Denver, there oughta be a law
You've heard the phrase, "There oughta be a law ... ." Well, it turns out there's not. That's why the city attorney bit his tongue the other day and decided to dismiss charges against 230 protesters who blocked last year's Columbus Day parade.
We think there oughta be a law that protects the right of lawful assembly. The state does have such a statute on the books and Denver should adopt a municipal ordinance to serve a similar purpose in Denver.
Last week, eight leaders of the Oct. 9 Columbus Day protest were acquitted by a jury on charges of failing to obey a lawful police order. Then, on Monday, County Judge Kathleen Bowers dismissed loitering charges against 75 of the protesters. County Judges Aleene Ortiz-White and Doris Burd earlier had dismissed the loitering charges in other cases. The protesters were charged with loitering in the first place because the city has no ordinance that forbids blocking a roadway or interfering with a lawful event. According to City Attorney Cole Finegan, officials are now looking into drafting laws to cover such contingencies.
Under state statute, it is a misdemeanor for a party without authority to obstruct a highway, street, sidewalk or other place used for passage of people, vehicles or conveyances and to disobey a reasonable request to move from a peace officer, firefighter or other person with authority to control the premises.
Also, it is a misdemeanor under state law to disrupt a lawful assembly, which includes any lawful meeting, procession or gathering, by "significantly" obstructing or interfering with the event by "physical action, verbal utterance, or any other means."
The protesters blocked the Columbus Day parade for about 90 minutes. Once it got going, the parade itself only lasted about a quarter of an hour.
Native American and other protesters consider the Columbus Day celebration to be hate speech, contending that Columbus was a slave trader and a killer of Indians. "Our position about Columbus Day - they are not allegations," Glenn Morris said during a press conference Tuesday. "They are not charges against Columbus. What we say about Columbus is historical fact. When I read in the newspaper that we 'allege' or we 'charge' that Columbus engaged in a genocide, that's tantamount to saying that blacks, African-Americans in this country, 'allege' that there was slavery. That's tantamount to saying that Jews 'allege' that 6 million people were killed by Hitler."

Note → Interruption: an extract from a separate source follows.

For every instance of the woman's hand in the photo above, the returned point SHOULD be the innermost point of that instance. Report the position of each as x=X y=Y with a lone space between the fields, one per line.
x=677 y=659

The jury saw the case in a political light.
Foreman Eric Ruderman, a lawyer, said the main reason for the acquittals was that the parade contained "strong elements of ethnic intimidation" aimed at Native Americans. "The protesters stood up for what was right," Ruderman said.
Morris, a professor at the University of Colorado at Denver and a Native American activist, called for the city to work toward abolition of Columbus Day and also to "create an example for Denver, for the state of Colorado and for the country that time for acrimonious, hate-filled cultural celebrations is over." Instead, Morris urged "truly respectful, multiracial, multicultural celebrations that everyone can embrace."
Fellow protester and CU-Boulder professor Ward Churchill told the gathering that the First Amendment doesn't protect hate speech, citing a 2003 U.S. Supreme Court ruling that allows states to ban cross burnings. But burning a cross with the intent to intimidate or instill fear is a far cry from Italian-Americans marching and dancing the tarantella to honor an explorer they consider a hero.
The First Amendment is intended to protect unpopular and offensive ideas and expression. If free speech is to have any meaning, the rights of the Columbus Day parade organizers must be respected - along with the protesters' rights to peacefully protest.
The issue involves more than the Sons of Italy-New Generation's rights - it involves any group with a lawful parade permit. There oughta be a law to protect lawful assembly in Denver - and the city council should lose no time in writing one.